Every company fails security 100% of the time!
What we have found interesting is that we find an issue or issues that need immediate remediation 100% of the time. Think about that for a minute. Every single time for every single client they fail. This is not something the company wants to deal with, it is very frightening to them, and they certainly do not want to boast about it to others.
Often times we have already remediated issues in real-time as we are monitoring their security, but many times it takes working with the company management to determine what they want to do. As an example, if we find a company computer suddenly is trying to broadcast malicious content out through the company’s internet connection, we will be immediately notified, shut-down and ‘clean’ the identified computer. We certainly do not want to wait until the end of the month to address the issue.
Other issues are more dependent on what the company management team wants to do. During our initial monthly review of the report, there are often issues related to how employees are using company systems. For example, employees are accessing inappropriate websites, usage of social media sites such as YouTube, Facebook and Pandora are excessive and saturating internet bandwidth. We also see attempts to access the company network from other countries, such as China, Romania, North Korea, etc. In these cases, the company management almost always is shocked and says “We don’t do business with those countries! Why are they trying to access our information!?”.
This is an example where we need to have a discussion with management to confirm what is legitimate and what is not. Using our service, we can block websites and countries permanently and selectively, or the company may want to write and issue an Information Security Policy that states what the company policies are for appropriate use. In the latter case, the issue is handled through policy and not technology.

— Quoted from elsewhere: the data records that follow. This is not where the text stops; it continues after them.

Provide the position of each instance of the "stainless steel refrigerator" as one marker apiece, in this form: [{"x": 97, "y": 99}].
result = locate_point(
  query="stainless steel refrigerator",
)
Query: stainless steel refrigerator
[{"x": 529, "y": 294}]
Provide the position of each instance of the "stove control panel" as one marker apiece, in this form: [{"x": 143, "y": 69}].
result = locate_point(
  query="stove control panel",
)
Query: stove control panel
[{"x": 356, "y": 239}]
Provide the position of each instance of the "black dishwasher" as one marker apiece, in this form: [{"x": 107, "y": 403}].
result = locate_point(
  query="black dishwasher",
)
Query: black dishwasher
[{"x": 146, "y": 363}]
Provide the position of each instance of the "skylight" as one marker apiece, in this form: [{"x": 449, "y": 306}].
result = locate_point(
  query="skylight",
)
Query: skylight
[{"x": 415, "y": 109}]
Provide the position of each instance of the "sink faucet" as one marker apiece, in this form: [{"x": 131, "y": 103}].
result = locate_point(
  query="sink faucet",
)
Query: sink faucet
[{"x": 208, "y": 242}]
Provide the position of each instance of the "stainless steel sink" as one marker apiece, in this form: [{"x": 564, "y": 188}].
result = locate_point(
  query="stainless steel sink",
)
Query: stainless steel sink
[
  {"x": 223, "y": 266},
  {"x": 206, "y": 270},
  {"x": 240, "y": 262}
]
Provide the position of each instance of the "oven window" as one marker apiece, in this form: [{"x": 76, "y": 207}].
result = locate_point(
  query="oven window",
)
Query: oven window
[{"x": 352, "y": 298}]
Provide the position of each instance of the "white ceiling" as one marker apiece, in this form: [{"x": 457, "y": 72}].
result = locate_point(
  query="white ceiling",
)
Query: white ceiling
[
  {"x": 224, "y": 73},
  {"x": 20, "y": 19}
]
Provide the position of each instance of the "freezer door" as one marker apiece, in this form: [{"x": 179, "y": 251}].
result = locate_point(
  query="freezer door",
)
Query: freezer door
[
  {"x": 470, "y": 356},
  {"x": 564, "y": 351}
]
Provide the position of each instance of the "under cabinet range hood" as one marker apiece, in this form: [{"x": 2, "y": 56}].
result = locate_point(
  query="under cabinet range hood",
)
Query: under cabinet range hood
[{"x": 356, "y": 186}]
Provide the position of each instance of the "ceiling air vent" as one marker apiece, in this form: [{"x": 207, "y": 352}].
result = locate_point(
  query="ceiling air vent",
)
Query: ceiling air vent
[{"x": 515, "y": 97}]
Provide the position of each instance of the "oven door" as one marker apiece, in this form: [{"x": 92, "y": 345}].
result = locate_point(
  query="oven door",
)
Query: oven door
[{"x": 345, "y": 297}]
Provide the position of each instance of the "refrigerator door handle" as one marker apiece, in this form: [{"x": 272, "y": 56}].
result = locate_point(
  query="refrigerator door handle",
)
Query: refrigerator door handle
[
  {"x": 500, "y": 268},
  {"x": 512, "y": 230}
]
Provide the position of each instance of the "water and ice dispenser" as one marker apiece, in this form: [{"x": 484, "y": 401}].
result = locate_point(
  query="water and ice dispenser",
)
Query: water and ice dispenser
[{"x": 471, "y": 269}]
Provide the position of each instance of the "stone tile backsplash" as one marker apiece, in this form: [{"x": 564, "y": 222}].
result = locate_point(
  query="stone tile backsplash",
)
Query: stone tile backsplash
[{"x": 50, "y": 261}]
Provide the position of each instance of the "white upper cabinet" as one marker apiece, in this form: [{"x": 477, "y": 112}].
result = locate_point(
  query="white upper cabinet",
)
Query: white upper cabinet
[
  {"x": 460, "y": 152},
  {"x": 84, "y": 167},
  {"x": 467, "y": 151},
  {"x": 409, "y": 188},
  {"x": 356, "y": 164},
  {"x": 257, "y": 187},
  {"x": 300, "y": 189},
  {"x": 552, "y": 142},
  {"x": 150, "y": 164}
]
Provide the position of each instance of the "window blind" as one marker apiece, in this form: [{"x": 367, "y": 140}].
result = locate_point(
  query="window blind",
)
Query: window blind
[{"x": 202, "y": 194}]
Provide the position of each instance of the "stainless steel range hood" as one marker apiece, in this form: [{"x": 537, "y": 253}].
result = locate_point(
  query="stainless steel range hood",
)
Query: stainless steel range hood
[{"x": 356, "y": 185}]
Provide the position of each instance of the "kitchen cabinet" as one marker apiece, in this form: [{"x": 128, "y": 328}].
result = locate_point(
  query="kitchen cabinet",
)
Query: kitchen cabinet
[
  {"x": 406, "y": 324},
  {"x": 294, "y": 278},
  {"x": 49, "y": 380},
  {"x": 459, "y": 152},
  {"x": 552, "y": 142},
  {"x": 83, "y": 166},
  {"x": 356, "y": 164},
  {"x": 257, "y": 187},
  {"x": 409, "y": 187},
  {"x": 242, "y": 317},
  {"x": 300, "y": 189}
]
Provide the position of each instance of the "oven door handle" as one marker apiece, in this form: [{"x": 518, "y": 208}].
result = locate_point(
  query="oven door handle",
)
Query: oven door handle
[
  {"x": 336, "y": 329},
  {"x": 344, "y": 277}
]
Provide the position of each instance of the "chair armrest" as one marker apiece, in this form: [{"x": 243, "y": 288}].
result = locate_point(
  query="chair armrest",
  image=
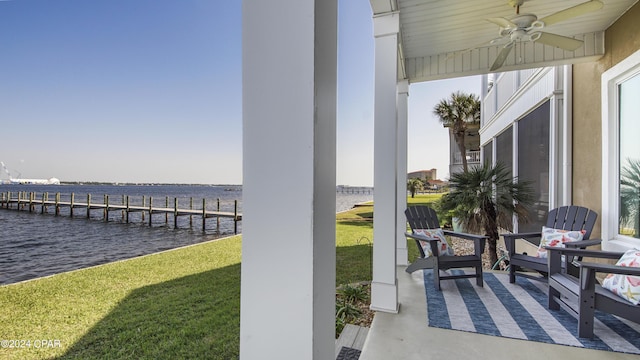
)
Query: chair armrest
[
  {"x": 582, "y": 243},
  {"x": 554, "y": 256},
  {"x": 584, "y": 253},
  {"x": 479, "y": 241},
  {"x": 613, "y": 269},
  {"x": 522, "y": 235},
  {"x": 419, "y": 237},
  {"x": 510, "y": 240},
  {"x": 433, "y": 243},
  {"x": 464, "y": 235}
]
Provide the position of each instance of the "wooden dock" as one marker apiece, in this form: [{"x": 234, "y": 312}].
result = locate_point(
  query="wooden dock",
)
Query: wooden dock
[{"x": 41, "y": 204}]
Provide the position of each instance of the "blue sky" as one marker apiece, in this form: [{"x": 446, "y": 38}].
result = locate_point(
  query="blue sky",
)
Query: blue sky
[{"x": 150, "y": 91}]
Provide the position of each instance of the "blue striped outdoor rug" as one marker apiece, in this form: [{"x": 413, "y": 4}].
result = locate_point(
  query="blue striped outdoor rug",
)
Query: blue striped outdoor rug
[{"x": 491, "y": 310}]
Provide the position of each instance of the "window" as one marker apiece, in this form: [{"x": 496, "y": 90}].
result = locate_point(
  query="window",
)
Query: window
[
  {"x": 621, "y": 155},
  {"x": 488, "y": 153},
  {"x": 504, "y": 149}
]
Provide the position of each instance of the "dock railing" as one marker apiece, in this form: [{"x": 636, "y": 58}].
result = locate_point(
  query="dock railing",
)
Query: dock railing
[{"x": 31, "y": 202}]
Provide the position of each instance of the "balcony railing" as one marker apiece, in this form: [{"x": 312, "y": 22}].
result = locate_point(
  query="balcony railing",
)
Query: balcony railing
[{"x": 473, "y": 157}]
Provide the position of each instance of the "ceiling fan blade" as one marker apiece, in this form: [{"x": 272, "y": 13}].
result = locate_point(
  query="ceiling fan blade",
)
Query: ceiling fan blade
[
  {"x": 563, "y": 42},
  {"x": 502, "y": 22},
  {"x": 572, "y": 12},
  {"x": 502, "y": 57}
]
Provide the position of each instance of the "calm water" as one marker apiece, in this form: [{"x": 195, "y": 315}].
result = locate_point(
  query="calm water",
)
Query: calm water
[{"x": 35, "y": 245}]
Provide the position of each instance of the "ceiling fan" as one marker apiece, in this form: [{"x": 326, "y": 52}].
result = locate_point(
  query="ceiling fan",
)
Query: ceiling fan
[{"x": 526, "y": 27}]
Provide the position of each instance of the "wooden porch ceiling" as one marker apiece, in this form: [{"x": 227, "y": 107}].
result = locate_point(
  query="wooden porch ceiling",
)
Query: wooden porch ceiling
[{"x": 433, "y": 33}]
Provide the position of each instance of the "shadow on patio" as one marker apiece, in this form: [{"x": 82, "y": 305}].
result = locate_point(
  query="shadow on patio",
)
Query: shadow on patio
[{"x": 407, "y": 336}]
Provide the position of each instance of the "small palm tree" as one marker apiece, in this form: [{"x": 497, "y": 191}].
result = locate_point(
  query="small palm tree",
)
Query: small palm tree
[
  {"x": 414, "y": 185},
  {"x": 457, "y": 113},
  {"x": 630, "y": 195},
  {"x": 485, "y": 199}
]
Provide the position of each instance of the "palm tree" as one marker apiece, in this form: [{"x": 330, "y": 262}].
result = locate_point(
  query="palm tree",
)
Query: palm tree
[
  {"x": 457, "y": 113},
  {"x": 414, "y": 185},
  {"x": 630, "y": 195},
  {"x": 485, "y": 199}
]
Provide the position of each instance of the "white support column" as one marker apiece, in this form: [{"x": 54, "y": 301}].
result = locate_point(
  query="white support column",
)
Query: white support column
[
  {"x": 289, "y": 163},
  {"x": 384, "y": 287},
  {"x": 402, "y": 254}
]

You can’t address what you can’t see
In all these cases, the primary issue is that companies without proper security in place are in a state of being blissfully ignorant. They do not see anything going on so they assume everything is good. Once we shine a light on security, their eyes are wide open because they can now see what is actually happening. Having the information allows us, working with the company, to address and remediate issues.

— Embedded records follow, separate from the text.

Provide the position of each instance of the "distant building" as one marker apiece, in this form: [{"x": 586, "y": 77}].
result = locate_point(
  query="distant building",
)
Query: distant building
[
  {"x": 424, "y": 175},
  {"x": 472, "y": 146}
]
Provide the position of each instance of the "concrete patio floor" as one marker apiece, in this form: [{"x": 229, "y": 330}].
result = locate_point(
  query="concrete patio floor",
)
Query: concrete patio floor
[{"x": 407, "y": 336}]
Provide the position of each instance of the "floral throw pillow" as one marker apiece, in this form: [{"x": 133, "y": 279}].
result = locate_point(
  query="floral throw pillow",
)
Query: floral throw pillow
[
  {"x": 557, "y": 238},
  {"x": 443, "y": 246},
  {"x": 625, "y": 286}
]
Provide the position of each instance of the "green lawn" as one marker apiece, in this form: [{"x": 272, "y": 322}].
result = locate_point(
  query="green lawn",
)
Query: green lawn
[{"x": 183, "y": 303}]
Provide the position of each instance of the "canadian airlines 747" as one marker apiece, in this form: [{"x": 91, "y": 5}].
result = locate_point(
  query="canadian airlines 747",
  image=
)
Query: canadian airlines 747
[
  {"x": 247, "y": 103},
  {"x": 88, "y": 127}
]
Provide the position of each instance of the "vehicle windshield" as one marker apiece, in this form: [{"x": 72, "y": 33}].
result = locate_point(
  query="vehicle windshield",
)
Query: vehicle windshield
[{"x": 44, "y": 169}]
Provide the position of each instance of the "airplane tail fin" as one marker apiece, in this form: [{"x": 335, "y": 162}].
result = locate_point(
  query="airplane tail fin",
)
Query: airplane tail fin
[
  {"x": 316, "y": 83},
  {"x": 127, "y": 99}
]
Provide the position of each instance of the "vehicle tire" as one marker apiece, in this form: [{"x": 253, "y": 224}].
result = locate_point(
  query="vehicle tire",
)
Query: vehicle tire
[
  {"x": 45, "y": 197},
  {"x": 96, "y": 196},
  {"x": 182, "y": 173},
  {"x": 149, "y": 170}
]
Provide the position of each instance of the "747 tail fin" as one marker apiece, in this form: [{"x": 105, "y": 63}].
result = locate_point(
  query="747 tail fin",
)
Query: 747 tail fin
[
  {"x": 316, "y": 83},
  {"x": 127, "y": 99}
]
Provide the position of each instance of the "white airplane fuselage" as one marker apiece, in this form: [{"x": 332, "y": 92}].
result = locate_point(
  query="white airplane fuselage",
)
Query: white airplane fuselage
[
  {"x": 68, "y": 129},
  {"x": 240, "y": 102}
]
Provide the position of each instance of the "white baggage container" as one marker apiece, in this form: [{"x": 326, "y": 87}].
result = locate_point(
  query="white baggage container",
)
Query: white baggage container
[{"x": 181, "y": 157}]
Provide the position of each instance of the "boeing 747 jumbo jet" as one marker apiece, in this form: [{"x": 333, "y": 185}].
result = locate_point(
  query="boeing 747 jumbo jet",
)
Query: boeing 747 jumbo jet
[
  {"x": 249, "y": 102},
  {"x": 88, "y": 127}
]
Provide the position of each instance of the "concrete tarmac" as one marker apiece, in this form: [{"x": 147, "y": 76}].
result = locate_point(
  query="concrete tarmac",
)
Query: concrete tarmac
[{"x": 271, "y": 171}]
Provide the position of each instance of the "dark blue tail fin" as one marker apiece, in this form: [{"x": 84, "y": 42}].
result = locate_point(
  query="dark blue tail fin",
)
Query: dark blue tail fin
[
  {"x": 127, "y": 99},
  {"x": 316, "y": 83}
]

The larger implication is companies without proper security are playing with fire. While some issues are not extremely damaging, it is only a matter of time when a malicious event becomes a major security incident the company must respond to. Imagine you are a health provider, law firm or any company (since every company has sensitive and private information) and find you have a breach and private information has been leaking out of the company. The status just went from green to red, requiring significant and immediate effort from many different people – the incident response plan.

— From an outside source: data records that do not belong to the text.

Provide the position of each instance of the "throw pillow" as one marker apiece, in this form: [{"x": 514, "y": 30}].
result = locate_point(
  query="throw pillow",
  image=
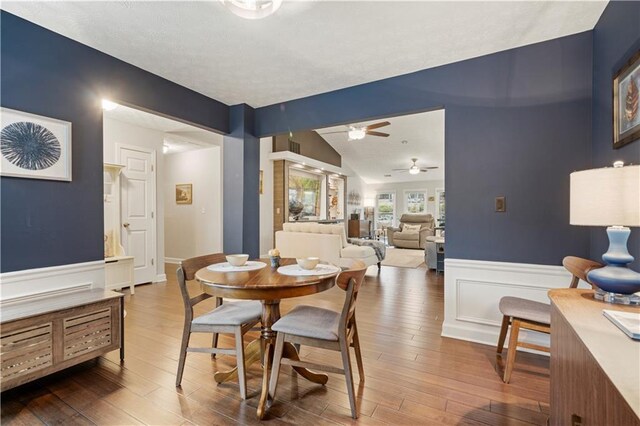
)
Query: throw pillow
[{"x": 411, "y": 228}]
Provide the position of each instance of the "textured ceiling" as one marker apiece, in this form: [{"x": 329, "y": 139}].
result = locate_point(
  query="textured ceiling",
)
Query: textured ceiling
[
  {"x": 373, "y": 157},
  {"x": 305, "y": 48}
]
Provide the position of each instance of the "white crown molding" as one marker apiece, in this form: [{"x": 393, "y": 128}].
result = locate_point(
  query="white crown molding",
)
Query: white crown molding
[
  {"x": 38, "y": 283},
  {"x": 48, "y": 272}
]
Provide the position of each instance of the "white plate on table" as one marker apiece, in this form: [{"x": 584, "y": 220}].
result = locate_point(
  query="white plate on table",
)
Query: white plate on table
[
  {"x": 251, "y": 265},
  {"x": 297, "y": 271}
]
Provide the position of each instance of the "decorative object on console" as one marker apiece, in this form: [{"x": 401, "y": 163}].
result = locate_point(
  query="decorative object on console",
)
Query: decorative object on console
[
  {"x": 610, "y": 197},
  {"x": 184, "y": 193},
  {"x": 626, "y": 103},
  {"x": 34, "y": 146}
]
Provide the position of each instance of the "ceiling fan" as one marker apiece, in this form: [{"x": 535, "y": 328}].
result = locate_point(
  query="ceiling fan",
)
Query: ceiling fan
[
  {"x": 359, "y": 132},
  {"x": 414, "y": 169}
]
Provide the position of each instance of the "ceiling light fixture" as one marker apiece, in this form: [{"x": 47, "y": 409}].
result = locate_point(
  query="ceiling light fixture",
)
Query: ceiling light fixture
[
  {"x": 355, "y": 134},
  {"x": 107, "y": 105},
  {"x": 252, "y": 9}
]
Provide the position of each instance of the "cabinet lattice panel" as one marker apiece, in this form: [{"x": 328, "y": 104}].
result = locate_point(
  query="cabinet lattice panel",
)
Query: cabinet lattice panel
[
  {"x": 87, "y": 332},
  {"x": 26, "y": 350}
]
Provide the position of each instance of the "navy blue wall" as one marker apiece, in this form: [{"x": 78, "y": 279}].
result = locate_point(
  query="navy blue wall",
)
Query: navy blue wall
[
  {"x": 616, "y": 38},
  {"x": 46, "y": 223},
  {"x": 517, "y": 124}
]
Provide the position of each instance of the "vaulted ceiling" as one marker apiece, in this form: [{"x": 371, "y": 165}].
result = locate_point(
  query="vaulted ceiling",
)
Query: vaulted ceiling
[
  {"x": 305, "y": 48},
  {"x": 418, "y": 136}
]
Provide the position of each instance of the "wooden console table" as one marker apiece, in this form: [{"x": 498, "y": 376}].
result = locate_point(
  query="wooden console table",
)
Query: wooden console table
[
  {"x": 595, "y": 367},
  {"x": 40, "y": 337}
]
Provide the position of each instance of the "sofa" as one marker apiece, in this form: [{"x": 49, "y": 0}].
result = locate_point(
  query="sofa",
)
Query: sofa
[
  {"x": 328, "y": 242},
  {"x": 403, "y": 237}
]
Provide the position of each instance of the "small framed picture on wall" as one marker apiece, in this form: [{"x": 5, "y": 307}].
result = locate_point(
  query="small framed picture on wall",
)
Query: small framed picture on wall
[
  {"x": 183, "y": 193},
  {"x": 626, "y": 113}
]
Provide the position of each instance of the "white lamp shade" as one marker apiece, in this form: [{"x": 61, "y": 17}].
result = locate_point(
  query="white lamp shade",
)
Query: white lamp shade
[{"x": 606, "y": 197}]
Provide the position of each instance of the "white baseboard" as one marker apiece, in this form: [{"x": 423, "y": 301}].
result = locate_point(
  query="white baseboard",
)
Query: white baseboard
[
  {"x": 473, "y": 290},
  {"x": 33, "y": 284}
]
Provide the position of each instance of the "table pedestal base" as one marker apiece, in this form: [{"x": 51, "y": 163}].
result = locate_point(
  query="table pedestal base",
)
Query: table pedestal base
[{"x": 262, "y": 349}]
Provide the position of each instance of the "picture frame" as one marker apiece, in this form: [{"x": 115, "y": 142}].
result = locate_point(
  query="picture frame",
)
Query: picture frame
[
  {"x": 184, "y": 193},
  {"x": 626, "y": 104},
  {"x": 34, "y": 146}
]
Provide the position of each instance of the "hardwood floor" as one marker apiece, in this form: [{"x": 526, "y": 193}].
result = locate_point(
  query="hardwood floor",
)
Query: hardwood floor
[{"x": 413, "y": 376}]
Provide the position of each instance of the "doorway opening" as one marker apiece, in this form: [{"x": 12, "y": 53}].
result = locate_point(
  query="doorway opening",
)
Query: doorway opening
[{"x": 163, "y": 191}]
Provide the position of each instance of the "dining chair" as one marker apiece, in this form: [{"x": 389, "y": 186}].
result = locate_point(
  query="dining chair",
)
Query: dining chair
[
  {"x": 326, "y": 329},
  {"x": 527, "y": 314},
  {"x": 235, "y": 317}
]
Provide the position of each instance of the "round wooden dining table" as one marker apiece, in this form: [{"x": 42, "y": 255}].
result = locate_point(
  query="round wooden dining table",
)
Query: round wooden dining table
[{"x": 269, "y": 287}]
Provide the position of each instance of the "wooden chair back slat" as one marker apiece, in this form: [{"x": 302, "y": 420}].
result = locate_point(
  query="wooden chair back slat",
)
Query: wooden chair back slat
[
  {"x": 187, "y": 271},
  {"x": 579, "y": 268},
  {"x": 350, "y": 280}
]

The point is, in today’s world, it is better to know and have a planned response than to continue to be in the dark. We know 100% of companies we work with will have issues to address, we also know most companies continue to operate in the dark believing it won’t happen to them. As scary and uncomfortable as it may be, I would certainly rather operate from a position of knowing rather than taking the chance and hoping nothing will happen. After all, we know from actual data, ‘nothing will happen’ actually never happens.